"God damn dubstep."
That about sums up how I’ve felt about this British style for a while now. It caused me spasms; teasing me with its possibilities, but forcing a landfill of trash through my headphones. Maybe it was just ‘cuz I’m in here in New York, not London.
Well, now the DubWar heads are pounding the concrete streets of NYC, and I finally got a real taste of the style with the party they threw last night.
I didn’t really know what I was getting into, but from some of the mixes I heard on their website, I suspected it might be what’s up.
See, I’ve heard dubstep mixes where I had to suffer through twenty minutes of monotony before I heard a decent dub. Whole sets where I didn’t hear one minute of melody or complexity. I couldn’t even tell whether or not I was listening to different songs because they were all so similar as to be identical. It’s almost as if a lot of the heads in the scene are more concerned with identifying with a genre then they are with making good music - like so many of the purists in the prolific variety of electronic sub-genres.
But it’s a style that appeals to me with its forward looking attitude, as my man Blackdown is fond of saying, who was present last night. Dubstep caught my interest since I first heard some random snippets of its bomb-raid-like bass and rusty metal electronicness. I’ve been eagerly waiting to find examples of the style that pushed beyond the excessive loopyness and simplicity to attain the title of "music," and DubWar brought that shit.

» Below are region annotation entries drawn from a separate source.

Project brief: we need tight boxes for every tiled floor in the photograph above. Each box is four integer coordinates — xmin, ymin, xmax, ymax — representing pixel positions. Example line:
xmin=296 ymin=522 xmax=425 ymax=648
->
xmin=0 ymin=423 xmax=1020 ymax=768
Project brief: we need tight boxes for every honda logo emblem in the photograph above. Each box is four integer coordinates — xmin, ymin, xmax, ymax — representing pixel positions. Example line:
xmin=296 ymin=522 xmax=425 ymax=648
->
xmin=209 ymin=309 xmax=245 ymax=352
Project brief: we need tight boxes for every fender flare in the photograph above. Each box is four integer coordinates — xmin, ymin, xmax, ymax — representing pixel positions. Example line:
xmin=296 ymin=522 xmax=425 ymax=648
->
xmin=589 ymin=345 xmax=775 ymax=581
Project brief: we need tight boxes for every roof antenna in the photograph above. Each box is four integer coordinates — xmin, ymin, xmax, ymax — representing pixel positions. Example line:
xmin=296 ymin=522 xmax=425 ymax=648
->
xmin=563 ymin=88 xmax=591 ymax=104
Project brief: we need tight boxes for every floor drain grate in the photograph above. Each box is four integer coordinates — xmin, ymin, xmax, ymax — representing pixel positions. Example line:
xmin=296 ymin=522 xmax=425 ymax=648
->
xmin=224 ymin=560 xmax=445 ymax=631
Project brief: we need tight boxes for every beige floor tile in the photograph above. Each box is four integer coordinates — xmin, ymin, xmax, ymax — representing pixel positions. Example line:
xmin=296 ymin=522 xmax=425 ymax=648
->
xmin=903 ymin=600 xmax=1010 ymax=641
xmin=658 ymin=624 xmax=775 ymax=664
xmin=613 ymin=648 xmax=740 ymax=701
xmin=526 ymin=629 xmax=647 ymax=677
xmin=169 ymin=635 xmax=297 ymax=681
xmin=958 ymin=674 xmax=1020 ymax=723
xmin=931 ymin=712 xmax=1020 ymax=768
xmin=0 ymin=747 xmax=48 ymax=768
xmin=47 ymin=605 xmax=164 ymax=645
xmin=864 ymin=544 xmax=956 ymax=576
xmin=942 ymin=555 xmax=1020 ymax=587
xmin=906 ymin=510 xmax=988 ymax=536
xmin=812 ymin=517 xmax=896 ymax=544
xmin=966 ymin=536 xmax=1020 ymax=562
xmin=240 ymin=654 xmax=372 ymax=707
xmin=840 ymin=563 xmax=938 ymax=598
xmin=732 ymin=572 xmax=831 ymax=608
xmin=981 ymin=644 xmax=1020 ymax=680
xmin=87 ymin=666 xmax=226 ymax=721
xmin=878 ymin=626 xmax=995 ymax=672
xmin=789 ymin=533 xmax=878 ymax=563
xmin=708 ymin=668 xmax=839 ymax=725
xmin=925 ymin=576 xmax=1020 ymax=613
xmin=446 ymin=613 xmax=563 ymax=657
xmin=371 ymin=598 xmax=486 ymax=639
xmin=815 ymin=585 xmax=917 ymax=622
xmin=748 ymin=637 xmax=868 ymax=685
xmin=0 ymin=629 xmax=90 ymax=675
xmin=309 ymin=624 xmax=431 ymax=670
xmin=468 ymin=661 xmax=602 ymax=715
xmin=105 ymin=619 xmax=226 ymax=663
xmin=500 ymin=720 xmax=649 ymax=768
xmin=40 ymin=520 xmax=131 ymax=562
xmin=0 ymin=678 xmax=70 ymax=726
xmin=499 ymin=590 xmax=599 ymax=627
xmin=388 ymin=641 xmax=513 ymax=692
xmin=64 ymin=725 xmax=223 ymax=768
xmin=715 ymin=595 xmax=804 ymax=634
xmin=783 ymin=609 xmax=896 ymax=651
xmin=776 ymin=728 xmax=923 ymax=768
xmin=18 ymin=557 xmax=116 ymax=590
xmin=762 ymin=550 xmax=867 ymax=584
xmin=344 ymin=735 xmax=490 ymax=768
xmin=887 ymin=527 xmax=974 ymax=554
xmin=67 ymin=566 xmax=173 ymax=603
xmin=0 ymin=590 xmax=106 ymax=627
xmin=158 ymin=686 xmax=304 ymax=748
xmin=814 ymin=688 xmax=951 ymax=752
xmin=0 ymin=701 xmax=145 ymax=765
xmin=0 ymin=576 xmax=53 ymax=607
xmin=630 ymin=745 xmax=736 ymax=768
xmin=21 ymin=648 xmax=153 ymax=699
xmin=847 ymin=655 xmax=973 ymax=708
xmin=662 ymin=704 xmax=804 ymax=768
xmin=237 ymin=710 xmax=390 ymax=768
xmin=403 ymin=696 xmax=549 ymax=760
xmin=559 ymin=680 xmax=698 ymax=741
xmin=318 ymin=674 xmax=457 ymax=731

I’m not sure who I heard - whether it was the Bomb Squad, (the production team behind Public Enemy who performed live last night), Loefah, Dusk & Blackdown, or any number of the resident DJ crew. But I do know that I most definitely came away feelin’ like the music I heard was worth the scraps of cash left in my hole strewn pockets.
DubWar definitely filled the emptiness my fiendin’ for good dubstep caused, but it took more than that to get my sleep deprived ass outta bed and into last night’s freezing wind. It was also the chance to hear this ish on a good system. I wanted the bass to rumble everything around me like the subway. And dudes did their best to provide.
Unfortunately, the police showed up and made them turn it down.
Killed the whole night.
In fact, the whole club - called Love, of all things - was hurtin’. The place was underground, and after you entered, you descended a flight of stairs that looked like a five year old’s idea of hell, what with its black light toy graffiti, grimy corners and all. They had this lounge that was pretty fly, with two open stories of loft spaces that held beds inside little caves. But the whole area was damp from this waterfall that took up a big part of the room. I couldn’t help but think about how bad the mold looked once you turned the lights on. Besides the water, you couldn’t really hear the music in there either. The only speakers were on the dance floor, and there were none in any of the other rooms.
Six dollars for a Red Bull with no alcohol? Riiiiight.
If this night is going to blow up, they’ll have to find a new spot. But keep your eyes on the DubWar cypher, ‘cuz they just might bring the fifteenth British Invasion.